Universal - all models explored contain a set of retrieval heads
Sparse - on average less than 5% of attention heads are retrieval
Intrinsic - Retrieval heads already exist in models which are pretrained with short context, when extending to long context the same set of heads generalizes to information retrieval.
Dynamically activated - Specific heads attend to the required information no matter how the context changed, others are activated for different contexts.
Causal - Pruning the retriebal heads leads to failure in retrieving relevant information and results in hallucination. It severely damages performance on CoT tasks while barely impacting tasks where the models directly generates the answer using its intrinsic knowledge.

Retrieval head detection

In order to detect the retrieval heads, the authors introduce a retrieval score measuring the frequency of a head’s copy-pasts behavior during autoregressive decoding.
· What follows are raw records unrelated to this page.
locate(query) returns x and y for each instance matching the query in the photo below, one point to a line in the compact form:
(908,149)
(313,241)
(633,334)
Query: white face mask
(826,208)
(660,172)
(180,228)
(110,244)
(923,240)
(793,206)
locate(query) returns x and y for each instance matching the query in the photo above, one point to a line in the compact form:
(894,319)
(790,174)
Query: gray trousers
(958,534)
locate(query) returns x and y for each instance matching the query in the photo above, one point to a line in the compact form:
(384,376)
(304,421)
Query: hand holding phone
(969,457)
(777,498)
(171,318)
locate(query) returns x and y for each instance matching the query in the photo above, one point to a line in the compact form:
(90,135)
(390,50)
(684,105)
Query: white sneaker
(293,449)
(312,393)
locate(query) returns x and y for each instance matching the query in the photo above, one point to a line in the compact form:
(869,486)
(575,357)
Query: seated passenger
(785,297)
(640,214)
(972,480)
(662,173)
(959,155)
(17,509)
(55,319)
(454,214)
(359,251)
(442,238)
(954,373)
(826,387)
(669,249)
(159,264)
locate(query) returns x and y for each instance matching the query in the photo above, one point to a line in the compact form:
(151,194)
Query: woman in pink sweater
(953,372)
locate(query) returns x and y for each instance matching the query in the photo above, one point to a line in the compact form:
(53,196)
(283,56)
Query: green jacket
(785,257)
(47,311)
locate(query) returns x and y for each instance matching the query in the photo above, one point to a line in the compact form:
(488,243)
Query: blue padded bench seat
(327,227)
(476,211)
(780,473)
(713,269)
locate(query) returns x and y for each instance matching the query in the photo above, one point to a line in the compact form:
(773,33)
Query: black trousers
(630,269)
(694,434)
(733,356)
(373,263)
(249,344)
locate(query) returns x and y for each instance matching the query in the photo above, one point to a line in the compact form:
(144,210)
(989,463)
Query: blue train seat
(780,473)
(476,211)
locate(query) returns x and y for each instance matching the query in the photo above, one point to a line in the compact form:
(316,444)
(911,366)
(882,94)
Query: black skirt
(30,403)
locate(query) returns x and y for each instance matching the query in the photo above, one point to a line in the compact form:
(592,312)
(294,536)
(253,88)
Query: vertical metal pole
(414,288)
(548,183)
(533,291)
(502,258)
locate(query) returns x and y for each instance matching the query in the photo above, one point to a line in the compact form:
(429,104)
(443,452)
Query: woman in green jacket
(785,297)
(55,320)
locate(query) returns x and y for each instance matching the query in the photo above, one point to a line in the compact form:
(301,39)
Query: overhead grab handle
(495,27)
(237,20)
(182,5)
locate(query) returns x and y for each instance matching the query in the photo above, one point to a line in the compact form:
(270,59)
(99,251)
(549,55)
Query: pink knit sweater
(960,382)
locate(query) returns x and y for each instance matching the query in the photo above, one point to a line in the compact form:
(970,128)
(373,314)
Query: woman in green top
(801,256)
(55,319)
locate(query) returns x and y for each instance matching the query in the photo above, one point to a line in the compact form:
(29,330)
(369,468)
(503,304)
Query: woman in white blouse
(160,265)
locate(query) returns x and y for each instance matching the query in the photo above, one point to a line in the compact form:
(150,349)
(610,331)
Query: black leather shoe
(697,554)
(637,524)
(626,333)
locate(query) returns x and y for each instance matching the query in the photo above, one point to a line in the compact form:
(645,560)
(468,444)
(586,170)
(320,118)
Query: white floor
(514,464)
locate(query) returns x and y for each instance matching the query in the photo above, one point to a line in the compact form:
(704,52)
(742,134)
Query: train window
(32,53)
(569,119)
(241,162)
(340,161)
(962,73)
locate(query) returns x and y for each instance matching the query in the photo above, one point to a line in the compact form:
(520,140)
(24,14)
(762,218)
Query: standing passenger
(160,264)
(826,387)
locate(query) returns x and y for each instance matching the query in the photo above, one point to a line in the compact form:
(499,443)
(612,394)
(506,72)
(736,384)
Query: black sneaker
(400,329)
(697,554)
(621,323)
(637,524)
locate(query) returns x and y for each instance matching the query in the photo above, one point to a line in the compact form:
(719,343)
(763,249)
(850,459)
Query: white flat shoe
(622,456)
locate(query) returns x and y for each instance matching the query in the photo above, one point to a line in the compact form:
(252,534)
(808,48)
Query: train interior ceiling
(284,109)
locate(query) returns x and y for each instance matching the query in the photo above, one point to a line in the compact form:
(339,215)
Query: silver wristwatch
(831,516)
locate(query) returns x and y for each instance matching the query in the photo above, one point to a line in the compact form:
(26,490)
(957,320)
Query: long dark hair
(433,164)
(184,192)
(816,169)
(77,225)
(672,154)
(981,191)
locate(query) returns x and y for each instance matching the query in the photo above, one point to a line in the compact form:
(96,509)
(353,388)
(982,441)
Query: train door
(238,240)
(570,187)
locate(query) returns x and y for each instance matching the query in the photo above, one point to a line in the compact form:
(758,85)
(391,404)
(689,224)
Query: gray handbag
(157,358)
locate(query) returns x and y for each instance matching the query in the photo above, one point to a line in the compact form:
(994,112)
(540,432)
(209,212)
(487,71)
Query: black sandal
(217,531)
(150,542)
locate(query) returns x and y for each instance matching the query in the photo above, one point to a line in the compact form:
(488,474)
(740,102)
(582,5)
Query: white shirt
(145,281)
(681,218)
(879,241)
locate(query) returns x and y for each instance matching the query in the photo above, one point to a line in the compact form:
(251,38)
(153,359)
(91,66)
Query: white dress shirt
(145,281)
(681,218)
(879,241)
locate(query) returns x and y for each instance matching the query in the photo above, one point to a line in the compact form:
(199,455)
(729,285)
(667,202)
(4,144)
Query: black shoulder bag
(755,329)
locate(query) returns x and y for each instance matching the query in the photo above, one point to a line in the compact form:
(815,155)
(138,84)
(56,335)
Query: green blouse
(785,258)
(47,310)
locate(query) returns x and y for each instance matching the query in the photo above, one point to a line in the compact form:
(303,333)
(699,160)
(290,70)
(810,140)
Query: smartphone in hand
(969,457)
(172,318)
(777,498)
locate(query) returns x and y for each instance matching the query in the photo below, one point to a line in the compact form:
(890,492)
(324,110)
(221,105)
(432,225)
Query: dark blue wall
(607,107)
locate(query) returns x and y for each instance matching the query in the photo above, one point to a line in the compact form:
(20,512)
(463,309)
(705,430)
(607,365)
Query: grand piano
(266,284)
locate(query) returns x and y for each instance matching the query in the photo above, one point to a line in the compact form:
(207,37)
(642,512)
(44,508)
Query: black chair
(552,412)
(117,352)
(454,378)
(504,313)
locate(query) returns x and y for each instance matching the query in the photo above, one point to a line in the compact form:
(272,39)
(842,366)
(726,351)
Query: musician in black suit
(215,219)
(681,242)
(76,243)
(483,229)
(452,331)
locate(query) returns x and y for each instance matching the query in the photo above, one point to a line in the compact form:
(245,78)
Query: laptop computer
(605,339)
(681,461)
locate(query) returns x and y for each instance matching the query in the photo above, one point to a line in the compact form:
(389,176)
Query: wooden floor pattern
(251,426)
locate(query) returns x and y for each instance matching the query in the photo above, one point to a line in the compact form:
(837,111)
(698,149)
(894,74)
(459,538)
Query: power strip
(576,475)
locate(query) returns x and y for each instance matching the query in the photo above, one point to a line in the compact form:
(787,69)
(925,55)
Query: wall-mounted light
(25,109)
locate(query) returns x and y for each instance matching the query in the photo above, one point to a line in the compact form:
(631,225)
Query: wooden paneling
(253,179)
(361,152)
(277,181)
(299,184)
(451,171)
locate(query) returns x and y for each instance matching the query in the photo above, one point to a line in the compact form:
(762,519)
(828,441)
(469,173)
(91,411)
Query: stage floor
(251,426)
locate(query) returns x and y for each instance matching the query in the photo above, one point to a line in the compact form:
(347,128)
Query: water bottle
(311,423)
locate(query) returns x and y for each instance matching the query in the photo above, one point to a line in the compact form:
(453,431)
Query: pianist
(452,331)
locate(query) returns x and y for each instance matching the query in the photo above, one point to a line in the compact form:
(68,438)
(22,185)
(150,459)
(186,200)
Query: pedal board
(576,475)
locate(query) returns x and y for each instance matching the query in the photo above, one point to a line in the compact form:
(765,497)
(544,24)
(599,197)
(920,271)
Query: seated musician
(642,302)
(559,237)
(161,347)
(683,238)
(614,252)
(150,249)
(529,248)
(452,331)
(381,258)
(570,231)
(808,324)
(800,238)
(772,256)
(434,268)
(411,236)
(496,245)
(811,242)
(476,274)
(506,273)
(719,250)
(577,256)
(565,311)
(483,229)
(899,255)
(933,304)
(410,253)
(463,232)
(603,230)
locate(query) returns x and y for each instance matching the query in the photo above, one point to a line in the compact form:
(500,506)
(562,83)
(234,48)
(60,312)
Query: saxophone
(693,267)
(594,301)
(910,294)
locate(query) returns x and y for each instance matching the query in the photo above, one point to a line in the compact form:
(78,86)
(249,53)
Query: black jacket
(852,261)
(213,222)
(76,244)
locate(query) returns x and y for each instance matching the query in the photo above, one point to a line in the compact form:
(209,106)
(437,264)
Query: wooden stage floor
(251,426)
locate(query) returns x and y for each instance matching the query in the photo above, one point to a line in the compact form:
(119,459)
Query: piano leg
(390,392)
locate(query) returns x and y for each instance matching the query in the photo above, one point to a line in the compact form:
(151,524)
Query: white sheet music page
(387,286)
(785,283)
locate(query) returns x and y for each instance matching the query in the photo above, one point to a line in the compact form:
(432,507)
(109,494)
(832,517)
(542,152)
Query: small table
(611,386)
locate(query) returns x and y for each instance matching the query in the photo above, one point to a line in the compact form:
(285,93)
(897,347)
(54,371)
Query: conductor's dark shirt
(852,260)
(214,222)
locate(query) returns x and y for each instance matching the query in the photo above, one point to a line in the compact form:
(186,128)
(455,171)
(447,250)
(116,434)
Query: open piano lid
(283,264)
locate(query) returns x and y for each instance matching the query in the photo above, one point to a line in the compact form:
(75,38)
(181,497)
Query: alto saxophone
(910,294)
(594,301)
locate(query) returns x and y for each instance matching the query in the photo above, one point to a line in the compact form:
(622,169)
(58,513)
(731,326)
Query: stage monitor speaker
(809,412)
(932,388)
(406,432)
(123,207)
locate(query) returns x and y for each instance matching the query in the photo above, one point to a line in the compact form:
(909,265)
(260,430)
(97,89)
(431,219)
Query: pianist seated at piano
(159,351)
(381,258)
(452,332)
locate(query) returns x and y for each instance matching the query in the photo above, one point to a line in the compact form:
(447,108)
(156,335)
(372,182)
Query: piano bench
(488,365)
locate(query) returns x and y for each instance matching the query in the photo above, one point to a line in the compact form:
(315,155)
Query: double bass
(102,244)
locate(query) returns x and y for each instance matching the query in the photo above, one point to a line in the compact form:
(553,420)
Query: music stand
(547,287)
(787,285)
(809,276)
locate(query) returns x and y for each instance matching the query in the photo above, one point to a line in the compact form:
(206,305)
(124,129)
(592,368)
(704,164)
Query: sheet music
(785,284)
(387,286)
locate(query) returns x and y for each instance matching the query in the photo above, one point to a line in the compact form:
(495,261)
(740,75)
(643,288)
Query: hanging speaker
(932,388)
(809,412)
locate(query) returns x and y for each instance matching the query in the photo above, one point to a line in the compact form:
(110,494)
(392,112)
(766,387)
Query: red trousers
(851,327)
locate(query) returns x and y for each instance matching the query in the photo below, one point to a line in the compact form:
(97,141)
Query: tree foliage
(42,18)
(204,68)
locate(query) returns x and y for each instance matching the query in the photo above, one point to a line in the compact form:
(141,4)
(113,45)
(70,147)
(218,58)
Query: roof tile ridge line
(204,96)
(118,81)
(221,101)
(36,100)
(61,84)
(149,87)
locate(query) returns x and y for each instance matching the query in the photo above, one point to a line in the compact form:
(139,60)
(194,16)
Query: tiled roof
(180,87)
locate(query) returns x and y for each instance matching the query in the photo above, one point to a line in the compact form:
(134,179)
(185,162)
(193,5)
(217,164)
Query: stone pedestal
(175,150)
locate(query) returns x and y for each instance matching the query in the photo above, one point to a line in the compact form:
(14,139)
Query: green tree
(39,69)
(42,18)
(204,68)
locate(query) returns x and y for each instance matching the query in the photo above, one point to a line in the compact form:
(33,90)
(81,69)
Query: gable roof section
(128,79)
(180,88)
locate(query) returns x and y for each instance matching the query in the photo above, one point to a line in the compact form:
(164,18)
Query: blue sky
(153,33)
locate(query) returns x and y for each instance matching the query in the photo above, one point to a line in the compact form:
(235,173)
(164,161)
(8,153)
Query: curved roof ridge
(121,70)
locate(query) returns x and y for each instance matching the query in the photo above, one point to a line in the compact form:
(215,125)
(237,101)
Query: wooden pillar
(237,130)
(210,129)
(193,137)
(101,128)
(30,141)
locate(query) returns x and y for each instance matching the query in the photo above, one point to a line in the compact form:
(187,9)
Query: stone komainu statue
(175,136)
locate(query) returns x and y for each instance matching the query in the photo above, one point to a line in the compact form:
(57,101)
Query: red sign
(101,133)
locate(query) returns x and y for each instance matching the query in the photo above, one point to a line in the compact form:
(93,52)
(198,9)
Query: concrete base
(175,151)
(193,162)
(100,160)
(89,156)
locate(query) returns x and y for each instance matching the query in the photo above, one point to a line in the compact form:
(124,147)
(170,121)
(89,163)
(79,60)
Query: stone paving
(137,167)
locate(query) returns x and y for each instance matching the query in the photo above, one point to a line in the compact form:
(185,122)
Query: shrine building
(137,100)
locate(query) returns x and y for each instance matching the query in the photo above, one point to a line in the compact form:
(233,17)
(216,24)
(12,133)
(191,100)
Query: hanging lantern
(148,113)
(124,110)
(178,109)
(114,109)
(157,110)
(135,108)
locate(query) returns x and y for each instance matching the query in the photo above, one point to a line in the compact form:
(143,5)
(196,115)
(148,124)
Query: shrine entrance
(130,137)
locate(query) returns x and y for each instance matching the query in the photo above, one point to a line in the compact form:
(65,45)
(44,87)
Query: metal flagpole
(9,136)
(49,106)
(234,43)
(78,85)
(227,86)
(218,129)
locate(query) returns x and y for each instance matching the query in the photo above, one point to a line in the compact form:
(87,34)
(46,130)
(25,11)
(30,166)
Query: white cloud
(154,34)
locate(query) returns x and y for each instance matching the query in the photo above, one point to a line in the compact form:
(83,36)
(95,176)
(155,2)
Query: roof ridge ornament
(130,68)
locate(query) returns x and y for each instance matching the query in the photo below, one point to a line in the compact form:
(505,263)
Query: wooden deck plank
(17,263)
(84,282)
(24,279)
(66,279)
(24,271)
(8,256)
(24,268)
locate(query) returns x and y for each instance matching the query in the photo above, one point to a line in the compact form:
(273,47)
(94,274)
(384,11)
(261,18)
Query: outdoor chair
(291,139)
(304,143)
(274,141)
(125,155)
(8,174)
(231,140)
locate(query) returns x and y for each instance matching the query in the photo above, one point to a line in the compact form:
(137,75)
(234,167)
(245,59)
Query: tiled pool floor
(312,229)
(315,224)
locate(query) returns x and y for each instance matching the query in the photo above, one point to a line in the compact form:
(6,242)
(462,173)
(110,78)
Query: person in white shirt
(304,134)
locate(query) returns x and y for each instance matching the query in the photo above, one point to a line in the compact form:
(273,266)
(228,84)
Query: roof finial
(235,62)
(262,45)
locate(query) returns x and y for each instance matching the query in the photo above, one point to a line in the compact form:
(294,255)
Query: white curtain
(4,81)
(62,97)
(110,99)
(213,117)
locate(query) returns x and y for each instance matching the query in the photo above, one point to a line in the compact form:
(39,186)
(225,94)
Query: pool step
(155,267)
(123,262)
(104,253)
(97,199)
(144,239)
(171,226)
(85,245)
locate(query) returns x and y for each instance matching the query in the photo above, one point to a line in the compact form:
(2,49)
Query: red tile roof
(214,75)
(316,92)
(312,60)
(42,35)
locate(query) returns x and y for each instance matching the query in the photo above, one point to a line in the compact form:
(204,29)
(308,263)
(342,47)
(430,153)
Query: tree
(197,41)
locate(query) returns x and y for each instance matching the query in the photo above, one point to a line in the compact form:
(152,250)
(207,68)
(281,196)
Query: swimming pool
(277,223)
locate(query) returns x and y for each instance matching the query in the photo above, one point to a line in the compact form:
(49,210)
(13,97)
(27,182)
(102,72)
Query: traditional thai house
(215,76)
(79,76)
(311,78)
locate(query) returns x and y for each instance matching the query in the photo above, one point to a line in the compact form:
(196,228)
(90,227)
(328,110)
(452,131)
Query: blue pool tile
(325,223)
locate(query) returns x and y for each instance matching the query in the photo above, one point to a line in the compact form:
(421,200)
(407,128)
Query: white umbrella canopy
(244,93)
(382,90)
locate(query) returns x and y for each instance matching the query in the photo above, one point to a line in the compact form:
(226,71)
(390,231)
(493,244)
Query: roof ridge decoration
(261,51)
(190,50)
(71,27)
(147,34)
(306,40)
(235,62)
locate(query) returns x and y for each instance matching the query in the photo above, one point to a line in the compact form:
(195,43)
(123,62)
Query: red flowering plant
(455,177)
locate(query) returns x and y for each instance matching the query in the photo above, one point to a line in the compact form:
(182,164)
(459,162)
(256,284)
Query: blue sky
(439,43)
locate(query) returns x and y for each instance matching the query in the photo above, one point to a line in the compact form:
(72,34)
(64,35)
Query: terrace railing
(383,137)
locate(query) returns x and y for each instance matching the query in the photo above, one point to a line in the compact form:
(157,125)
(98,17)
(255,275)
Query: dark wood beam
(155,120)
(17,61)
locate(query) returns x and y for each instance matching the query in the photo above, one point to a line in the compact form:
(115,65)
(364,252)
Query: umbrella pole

The retrieval score is defined as such - denote the current token being generated as w, the context as x, the query as q, the corresponding answer as k and the attention scores of a head as $a \in R^{|x|}$. Then attention head h copies ans pastes a token from the needle to the output sentence if the two following criteria are satisfied:

$w \in k$ i.e w is a token within the needle sentence.
$x_j=w, j = argmax(a), j \in i_q$ i.e the input token that receives the most attention probability by this head is a token within the needle and is the same token as the currently generated token. Let $g_h$ be the set containing all tokens copy and pasted by a given head $h$, then define:$Retrieval\_score\_h = \frac{|g_h \cap k|}{|k|}$

Detection algorithm

The authors calculate the retrieval score for all attention heads under a diverse set of input contexts. They use the following methodology - they create a tuple of a query, needle and context and make sure that the query and needle are semantically irrelevant from the context, and that the needle cannot be answered with the model’s current knowledge. Then, for each tuple they insert the query uniformly between the context start or end in various context length, noting the average retrieval score. The authors classify a head as a retrieval head if it passes the threshold of 0.1, i.e it performs copy-paste 10% of the time.

Implications

This paper’s findings have several important implications for the future of language model architecture and optimization. The discovery that only about 5% of attention heads are responsible for retrieval suggests a promising direction for KV cache compression - by potentially pruning cache entries for non-retrieval heads while maintaining those critical for information retrieval, we might dramatically reduce memory requirements without sacrificing the model’s ability to access information from its context. However, the paper also demonstrates why attempts to optimize attention through mechanisms like sliding windows or local attention patterns have struggled with tasks requiring precise information retrieval - retrieval heads need to be able to form attention patterns between any query and any key in the sequence. This necessity for full attention, at least in retrieval heads, suggests a fundamental constraint on certain types of efficiency optimizations. Furthermore, the clear functional differentiation between retrieval and non-retrieval heads, along with their varying impacts on different types of tasks, strengthens the emerging understanding that attention heads specialize in distinct functionalities, with some being critical for specific capabilities while others might be more dispensable depending on the task at hand.

My opinion

This is a very cool paper! It introduces a new type of attention-head, identifies fascinating features that these heads possess and, at least to my interpretation, does a good job of backing up its claims. I think that the fact that these heads are so pivotal and have such direct effect on the output of the model further strengthens my hunch that different heads account for different functionalities, and that perhaps some heads account for several less frequent/important functionalities - which allows the possibility of them being ablated while maintaining performance, at least until it comes to more complex, generative tasks.